# 'grow-hops' Is The Best Internet Resource About Growing Hops



## billvelek (28/2/08)

Our free Grow-Hops group SPECIALIZES in the topic of growing ingredients to brew beer -- primarily hops but some minor coverage of barley and brewing-herbs, too. Now with 1,140 members, including some professional growers/farmers, we're undoubtedly the largest and best resource about growing hops on the Internet today; if you have an interest, please join us at http://groups.yahoo.com/group/Grow-Hops

It's not too late to be put on our list for free hop rhizomes (based on availability, and limited to the U.S.), and we have an extensive list of commercial sources, too, in case we run out or if you live outside the U.S. (I have NO financial interest in any of them). We're just a bunch of friendly homebrewers who also like to garden and are trying to ensure a supply of the hops we want during the ongoing hop crisis. I know that I've made similar announcements, but since our membership is expanding even faster now than a few months ago -- over one hundred in just the past week -- this is evidence that there is still a lot of interest and a need to keep this information readily available within all homebrewing communities -- especially since time for preparations is quickly running out. And because we specialize in _gardening_ topics, all other brewing discussion is OFF-topic in our group; we're therefore not a replacement for _any_ brewing forums, so you should continue to support this group.

Thanks.

Bill Velek


----------



## domonsura (28/2/08)

This is beginning to sound like an info-mercial.........


----------



## the_fuzz (28/2/08)

billvelek said:


> It's not too late to be put on our list for free hop rhizomes *(based on availability, and limited to the U.S.*)

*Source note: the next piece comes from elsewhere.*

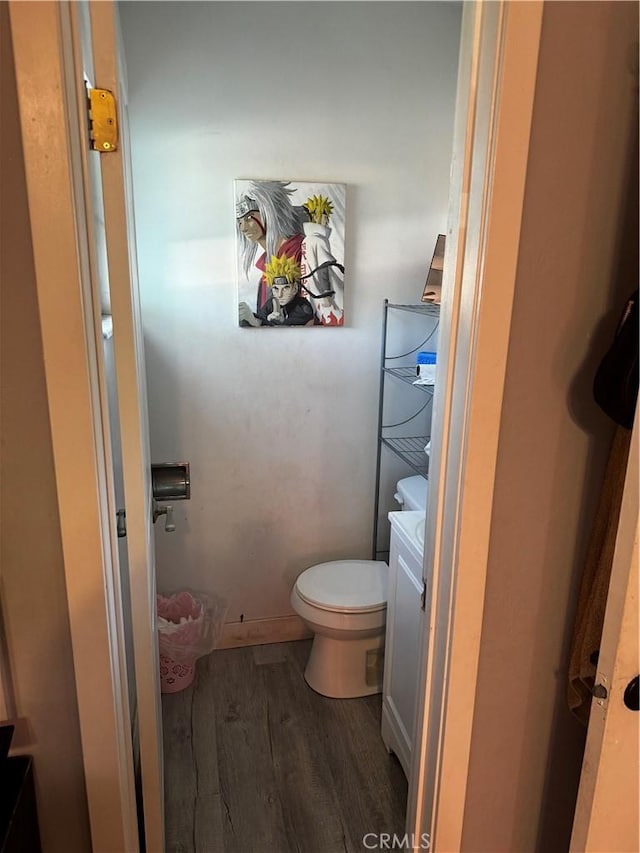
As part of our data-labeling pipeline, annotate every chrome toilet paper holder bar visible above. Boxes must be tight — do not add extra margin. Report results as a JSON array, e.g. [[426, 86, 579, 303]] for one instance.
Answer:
[[151, 462, 191, 501]]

This is an Australian forum.......... :unsure:


----------



## pbrosnan (28/2/08)

Hi,

Thanks for the info, any information on growing hops is welcome here particularly if it's free.


----------



## billvelek (28/2/08)

Whats_Wrong_with_Hahn said:


> This is an Australian forum.......... :unsure:


Yes, I know ... and 'Grow-Hops' is an International group with members from around the world including Australia. But the upcoming rhizome exchange is limited to the U.S. because of import/export customs laws which would make it either way to difficult to send a freebie across the border or illegal to do so, ... plus ... your planting time in the southern hemisphere is 6 months different that in the U.S. But I think it would be GREAT if Australian members of Grow-Hops would use our forum to organize a rhizome exchange six months from now; that's part of what our group is for. But mostly, we are here to exchange information -- where I can learn from you and maybe you can learn from me. For instance, there was a recent suggestion in our group, that I had never considered, of using a "berry picker" to harvest hop cones; I don't know if it will work, but won't it be great to find out? Here's a picture: http://www.pastrychef.com/BERRY-PICKER_p_39-1363.html

Anyway, in just the short time since my last post, we've had 44 more members join our group, including at least one who I recall said he is from Australia.

Cheers.

Bill Velek


----------